Hanks goes on to confirm “a film has to play overseas to make its investment back…it becomes a barrier to [diversity]”.
This filters back to the Oscars, because, you guessed it, those campaigns cost money. Earlier this year, AdWeek reported that “according to conservative estimates, anywhere from $3 million to more than $10 million is invested to lobby academy voters on behalf of the Best Picture nominees alone”. Ultimately, this means that films being distributed by bigger studios (Paramount, the Weinstein Co., Universal) are more likely to get their players in the game, because they have the cash to splash. Certainly independent studios and outfits are starting to penetrate that elite circle and films with smaller budgets are increasingly earning wider audiences, as proved at the 2016 Oscars when Fox Searchlight’s Brooklyn, A24’s Room and Open Road’s Spotlight landed a combined 13 Academy Award nominations. But, look at the casts of those films – not a single one contains a minor role, let alone a leading one for women of colour.
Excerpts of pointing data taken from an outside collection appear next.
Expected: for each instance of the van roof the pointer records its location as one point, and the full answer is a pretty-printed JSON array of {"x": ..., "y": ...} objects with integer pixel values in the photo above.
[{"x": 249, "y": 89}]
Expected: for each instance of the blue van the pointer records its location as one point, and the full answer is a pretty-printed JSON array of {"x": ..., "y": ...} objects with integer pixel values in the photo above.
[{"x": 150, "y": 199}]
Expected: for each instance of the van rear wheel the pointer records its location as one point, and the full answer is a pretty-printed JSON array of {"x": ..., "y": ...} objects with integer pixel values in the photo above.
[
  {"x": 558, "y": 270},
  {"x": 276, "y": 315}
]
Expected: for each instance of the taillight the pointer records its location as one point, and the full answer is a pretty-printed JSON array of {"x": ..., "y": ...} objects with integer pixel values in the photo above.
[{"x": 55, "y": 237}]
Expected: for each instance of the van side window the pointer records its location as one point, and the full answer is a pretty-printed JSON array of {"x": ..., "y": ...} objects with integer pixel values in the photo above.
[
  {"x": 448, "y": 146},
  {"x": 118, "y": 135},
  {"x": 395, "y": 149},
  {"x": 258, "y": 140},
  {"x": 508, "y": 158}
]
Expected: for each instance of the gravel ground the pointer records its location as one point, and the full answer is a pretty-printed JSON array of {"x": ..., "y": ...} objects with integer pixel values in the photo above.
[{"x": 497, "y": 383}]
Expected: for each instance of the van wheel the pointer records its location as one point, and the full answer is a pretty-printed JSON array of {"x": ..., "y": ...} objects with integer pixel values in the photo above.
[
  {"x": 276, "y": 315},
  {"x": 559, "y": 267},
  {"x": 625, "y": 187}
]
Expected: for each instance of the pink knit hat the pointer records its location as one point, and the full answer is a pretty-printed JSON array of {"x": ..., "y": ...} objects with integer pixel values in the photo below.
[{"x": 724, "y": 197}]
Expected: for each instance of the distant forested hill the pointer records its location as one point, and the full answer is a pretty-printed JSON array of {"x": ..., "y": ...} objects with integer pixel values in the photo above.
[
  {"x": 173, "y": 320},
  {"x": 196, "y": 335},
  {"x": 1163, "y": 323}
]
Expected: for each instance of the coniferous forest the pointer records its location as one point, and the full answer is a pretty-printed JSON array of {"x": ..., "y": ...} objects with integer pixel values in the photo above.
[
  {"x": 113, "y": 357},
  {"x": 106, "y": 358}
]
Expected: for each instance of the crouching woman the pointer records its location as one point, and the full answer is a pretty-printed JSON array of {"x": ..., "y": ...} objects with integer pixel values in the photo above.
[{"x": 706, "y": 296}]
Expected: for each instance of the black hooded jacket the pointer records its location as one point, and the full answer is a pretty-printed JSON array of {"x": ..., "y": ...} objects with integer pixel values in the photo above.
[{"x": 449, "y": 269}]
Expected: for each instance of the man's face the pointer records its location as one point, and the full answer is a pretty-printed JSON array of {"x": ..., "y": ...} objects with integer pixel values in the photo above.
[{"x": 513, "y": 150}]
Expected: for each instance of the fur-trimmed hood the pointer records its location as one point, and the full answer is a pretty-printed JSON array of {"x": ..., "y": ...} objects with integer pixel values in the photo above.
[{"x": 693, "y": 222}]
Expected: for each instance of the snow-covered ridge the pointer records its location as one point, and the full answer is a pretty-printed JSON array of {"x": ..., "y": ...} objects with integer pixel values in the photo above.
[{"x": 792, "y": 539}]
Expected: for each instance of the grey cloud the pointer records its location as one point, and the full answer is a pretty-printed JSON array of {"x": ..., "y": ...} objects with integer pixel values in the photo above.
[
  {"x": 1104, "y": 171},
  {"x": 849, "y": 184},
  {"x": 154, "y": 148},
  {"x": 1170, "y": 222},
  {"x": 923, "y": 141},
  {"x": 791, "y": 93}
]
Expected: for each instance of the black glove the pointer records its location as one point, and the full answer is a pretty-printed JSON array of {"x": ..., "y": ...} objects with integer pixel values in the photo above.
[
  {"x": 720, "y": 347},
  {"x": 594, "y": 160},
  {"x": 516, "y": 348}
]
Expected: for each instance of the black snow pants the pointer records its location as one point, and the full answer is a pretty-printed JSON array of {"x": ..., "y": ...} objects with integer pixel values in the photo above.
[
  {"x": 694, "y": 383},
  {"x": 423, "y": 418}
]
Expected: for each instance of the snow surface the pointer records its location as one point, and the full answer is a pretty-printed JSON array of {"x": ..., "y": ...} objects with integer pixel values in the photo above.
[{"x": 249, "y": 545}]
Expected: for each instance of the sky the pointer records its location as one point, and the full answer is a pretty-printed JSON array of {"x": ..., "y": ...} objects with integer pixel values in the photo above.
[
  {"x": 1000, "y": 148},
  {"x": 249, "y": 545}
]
The obstacles to racial equality in cinema are monumental and whilst this means we must celebrate every nomination a female actress from an ethnic background achieves, we must also be careful to vindicate this year as a ‘sea-change’. It might be a turning point, but it’s only a starting point.
Without trying to minimise the achievement that is earning a Best Supporting Actress nomination, we shouldn’t consider this ‘job done’ and think that one year where an awards season is more reflective of diverse talent pool signifies the end point for this conversation. Just because there’s no hashtag, doesn’t mean the debate has died. Women of colour are capable of more than supporting, and enabling their white co-stars. They should be elevated to the title of leading actress wherever possible and given the platform and support that increases their visibility, both during awards season and in general. They have stories of their own to tell, and the film industry needs to do better at sourcing, producing and green-lighting those stories.
So yes, based on last year, awards season has become a picture of progressiveness. But that wasn’t exactly difficult. The Oscars literally left a blank, stark white canvas beckoning to be coloured. The issue here is that recognition in the Best Supporting Actress category is still a marginalisation of sorts. For women in general, who are more often than not circumscribed by ancillary characters. And for women of colour, who are still usurped by the ruling class, who must watch as their white female peers get nominated once again for Leading Actress, whilst they settle for the next best thing. Sure, Best Supporting Actress is a pretty fancy consolation prize. But bottom bunk is still bottom bunk.